Fidel Castro calls U.S. changes positive but minimal

? Fidel Castro said Tuesday the Obama administration’s softening of sanctions is “positive although minimal,” and criticized it for leaving in place the embargo that bars most trade and travel between the two countries.

The White House announced Monday that Americans will now be able to make unlimited transfers of money and visits to relatives in Cuba. Under Bush administration rules, Cuban-Americans were eligible to travel here only every three years and send up to $300 to relatives every three months.

Monday’s action eliminated those limits in the hope that less dependence on their government will lead Cubans to demand progress on political freedoms.

Many in Cuba saw the changes as a humanitarian gesture.

“You can imagine what it is like to have a marriage by telephone,” Berta Maria Mayor said Tuesday as she awaited the charter plane carrying her husband back to Cuba for the first time in three years. “I’m in love with someone I barely get to see,” the 45-year-old added.

Mayor said she hoped her husband could visit several times a year, although family finances are tight after his layoff from a Florida shirt factory job three months ago.

Castro responded to the measures in an online column Monday night, writing that the U.S. had announced the repeal of “several hateful restrictions,” but had stopped short of real change.
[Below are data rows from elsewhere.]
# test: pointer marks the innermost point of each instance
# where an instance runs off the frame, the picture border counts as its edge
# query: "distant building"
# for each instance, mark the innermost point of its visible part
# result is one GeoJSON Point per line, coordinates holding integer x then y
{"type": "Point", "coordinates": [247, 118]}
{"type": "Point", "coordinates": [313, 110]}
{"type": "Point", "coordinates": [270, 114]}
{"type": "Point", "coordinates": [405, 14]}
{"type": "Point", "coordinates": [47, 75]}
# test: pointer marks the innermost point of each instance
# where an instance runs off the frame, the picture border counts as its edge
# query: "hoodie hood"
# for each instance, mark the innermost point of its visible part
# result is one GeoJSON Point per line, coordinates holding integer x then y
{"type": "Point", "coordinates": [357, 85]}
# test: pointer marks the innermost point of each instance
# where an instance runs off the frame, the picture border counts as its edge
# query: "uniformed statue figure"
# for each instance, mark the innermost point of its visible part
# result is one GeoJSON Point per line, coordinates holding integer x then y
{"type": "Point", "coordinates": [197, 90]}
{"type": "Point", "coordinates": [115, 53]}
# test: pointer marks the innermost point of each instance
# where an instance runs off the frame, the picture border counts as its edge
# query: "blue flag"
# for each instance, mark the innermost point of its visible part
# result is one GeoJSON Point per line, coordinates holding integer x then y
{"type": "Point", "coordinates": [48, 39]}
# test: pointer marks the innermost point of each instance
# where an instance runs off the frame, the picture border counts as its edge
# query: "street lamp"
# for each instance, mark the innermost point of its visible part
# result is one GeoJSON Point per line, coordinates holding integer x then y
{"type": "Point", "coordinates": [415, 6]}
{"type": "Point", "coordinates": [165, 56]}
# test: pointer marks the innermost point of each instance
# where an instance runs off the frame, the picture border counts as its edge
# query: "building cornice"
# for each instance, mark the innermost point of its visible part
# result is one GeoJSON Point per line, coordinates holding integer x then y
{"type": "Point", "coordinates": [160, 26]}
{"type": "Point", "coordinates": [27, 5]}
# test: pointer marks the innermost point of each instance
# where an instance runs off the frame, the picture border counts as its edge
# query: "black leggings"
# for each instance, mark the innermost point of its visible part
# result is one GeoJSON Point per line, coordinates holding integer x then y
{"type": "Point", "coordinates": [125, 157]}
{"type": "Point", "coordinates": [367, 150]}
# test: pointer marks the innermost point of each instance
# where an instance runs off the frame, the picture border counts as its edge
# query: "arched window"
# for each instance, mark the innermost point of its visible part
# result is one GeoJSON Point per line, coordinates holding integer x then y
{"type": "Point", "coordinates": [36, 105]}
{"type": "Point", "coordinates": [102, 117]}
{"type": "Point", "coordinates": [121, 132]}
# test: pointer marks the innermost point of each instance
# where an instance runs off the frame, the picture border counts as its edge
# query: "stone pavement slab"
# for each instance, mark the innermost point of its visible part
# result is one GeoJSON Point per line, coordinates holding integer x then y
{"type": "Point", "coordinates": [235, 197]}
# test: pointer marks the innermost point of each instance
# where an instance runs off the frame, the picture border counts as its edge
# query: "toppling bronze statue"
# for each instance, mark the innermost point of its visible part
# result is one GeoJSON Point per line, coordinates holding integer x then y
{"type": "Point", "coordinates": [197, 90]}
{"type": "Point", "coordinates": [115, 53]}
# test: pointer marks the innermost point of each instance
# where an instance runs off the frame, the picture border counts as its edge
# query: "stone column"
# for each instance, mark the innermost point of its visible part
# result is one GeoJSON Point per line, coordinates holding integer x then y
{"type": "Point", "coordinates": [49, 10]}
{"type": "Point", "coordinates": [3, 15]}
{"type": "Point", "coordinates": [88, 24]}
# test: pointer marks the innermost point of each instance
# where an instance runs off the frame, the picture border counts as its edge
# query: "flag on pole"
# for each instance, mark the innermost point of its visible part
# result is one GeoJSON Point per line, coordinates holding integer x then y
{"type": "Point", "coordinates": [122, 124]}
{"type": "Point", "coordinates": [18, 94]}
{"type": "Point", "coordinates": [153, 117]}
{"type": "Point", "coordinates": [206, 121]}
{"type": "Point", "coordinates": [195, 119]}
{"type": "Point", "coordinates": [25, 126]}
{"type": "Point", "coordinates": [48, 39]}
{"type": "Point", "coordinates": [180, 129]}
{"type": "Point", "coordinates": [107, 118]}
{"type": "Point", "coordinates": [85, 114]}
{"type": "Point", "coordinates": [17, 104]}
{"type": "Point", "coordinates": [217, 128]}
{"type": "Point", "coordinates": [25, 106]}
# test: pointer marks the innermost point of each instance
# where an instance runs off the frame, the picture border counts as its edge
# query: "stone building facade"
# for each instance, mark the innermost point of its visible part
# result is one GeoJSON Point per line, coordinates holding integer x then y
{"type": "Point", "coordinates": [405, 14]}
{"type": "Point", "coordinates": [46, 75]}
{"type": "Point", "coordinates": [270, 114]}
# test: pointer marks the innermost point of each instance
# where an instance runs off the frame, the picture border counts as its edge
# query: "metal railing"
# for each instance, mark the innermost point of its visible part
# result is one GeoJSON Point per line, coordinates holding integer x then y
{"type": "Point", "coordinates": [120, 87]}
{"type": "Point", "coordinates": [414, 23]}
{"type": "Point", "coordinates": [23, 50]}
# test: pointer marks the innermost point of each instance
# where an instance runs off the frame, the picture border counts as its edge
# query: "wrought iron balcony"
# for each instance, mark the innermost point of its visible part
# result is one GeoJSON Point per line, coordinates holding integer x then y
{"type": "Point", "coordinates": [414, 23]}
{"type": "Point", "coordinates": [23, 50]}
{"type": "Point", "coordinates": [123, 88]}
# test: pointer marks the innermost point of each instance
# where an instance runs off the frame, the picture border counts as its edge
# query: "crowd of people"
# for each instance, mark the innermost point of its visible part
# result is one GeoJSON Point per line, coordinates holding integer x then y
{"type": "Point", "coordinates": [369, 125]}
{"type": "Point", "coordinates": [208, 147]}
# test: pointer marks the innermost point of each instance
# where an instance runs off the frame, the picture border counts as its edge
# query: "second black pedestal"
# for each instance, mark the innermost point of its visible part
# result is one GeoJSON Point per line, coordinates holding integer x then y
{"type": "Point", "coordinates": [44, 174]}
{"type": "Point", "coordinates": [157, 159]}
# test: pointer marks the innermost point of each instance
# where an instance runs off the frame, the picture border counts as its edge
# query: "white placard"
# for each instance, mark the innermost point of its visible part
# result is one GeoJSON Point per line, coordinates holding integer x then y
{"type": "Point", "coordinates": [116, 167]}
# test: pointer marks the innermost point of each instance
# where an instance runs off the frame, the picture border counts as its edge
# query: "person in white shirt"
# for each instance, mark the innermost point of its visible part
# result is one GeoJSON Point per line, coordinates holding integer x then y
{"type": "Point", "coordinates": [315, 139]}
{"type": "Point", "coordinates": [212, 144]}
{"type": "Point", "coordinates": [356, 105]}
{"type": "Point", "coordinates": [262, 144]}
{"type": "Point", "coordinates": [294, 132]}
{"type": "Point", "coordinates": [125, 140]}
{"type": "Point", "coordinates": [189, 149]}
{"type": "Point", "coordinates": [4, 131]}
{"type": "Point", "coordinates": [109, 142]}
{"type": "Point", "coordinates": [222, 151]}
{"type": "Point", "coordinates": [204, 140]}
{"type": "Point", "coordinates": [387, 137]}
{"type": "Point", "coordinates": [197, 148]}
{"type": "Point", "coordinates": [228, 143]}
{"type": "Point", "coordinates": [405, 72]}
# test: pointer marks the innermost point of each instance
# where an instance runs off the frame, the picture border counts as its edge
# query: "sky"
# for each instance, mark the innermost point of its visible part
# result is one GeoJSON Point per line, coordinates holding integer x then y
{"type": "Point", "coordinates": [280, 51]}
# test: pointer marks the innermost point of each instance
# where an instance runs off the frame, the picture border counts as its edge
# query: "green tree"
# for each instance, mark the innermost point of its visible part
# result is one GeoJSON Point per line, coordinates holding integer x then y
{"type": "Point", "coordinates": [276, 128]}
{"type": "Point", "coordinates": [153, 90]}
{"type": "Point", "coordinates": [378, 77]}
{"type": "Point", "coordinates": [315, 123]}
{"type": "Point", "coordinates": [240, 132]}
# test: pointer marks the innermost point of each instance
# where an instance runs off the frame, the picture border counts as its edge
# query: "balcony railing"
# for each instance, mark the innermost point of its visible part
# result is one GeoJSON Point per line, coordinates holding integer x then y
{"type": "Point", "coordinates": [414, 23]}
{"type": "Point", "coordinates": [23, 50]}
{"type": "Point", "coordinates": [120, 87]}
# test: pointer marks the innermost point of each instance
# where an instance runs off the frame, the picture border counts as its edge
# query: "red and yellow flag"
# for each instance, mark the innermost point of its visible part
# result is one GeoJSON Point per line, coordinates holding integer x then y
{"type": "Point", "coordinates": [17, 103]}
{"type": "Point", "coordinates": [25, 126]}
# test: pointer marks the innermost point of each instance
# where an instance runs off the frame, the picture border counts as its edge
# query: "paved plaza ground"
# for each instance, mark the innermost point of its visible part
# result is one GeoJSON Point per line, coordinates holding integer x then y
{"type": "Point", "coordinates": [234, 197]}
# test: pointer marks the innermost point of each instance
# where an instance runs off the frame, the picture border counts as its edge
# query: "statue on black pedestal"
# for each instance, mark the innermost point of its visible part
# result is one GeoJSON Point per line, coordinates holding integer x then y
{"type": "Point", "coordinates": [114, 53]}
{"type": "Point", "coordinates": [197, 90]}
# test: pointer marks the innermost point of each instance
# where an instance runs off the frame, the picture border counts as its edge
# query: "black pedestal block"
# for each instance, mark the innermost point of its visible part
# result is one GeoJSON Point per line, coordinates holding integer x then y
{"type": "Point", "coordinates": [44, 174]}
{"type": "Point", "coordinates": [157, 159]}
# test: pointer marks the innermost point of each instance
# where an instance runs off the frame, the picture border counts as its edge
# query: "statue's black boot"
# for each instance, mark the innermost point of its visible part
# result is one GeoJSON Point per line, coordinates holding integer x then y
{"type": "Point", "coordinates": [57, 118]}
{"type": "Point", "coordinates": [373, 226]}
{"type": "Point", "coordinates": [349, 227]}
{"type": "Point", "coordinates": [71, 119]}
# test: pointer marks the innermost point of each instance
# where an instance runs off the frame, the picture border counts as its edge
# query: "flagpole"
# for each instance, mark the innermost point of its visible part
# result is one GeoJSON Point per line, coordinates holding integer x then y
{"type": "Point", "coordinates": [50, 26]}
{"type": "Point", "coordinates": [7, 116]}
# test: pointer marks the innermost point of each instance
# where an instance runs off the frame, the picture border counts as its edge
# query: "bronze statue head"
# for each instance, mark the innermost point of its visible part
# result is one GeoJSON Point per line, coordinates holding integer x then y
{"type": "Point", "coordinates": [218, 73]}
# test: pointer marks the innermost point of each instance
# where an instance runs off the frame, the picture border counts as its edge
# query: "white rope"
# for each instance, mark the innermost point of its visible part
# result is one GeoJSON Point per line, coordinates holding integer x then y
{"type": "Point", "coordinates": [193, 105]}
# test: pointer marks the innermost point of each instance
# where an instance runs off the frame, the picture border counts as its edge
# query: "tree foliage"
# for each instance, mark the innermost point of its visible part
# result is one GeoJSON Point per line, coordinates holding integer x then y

“Of the blockade, which is the cruelest of measures, not a word was uttered,” the 82-year-old former president wrote.

Castro noted that several U.S. senators favor lifting the trade embargo and urged Obama to seize the opportunity.

“The conditions are in place for Obama to use his talent in a constructive policy that ends something that has failed for nearly half a century,” he wrote.

He released a second column Tuesday, saying the changes were “positive, although minimal.”

“We need a lot more,” he wrote, singling out the elimination of the so-called “wet-foot, dry-foot” policy whereby Cuban immigrants fleeing the island who are apprehended on the high seas are sent home, but those who make it to U.S. territory are allowed to stay.

Castro also said Cuba would like to hear “some self-criticism” by the U.S. for the failed Bay of Pigs invasion 48 years ago and a guarantee that it won’t happen again in the hemisphere.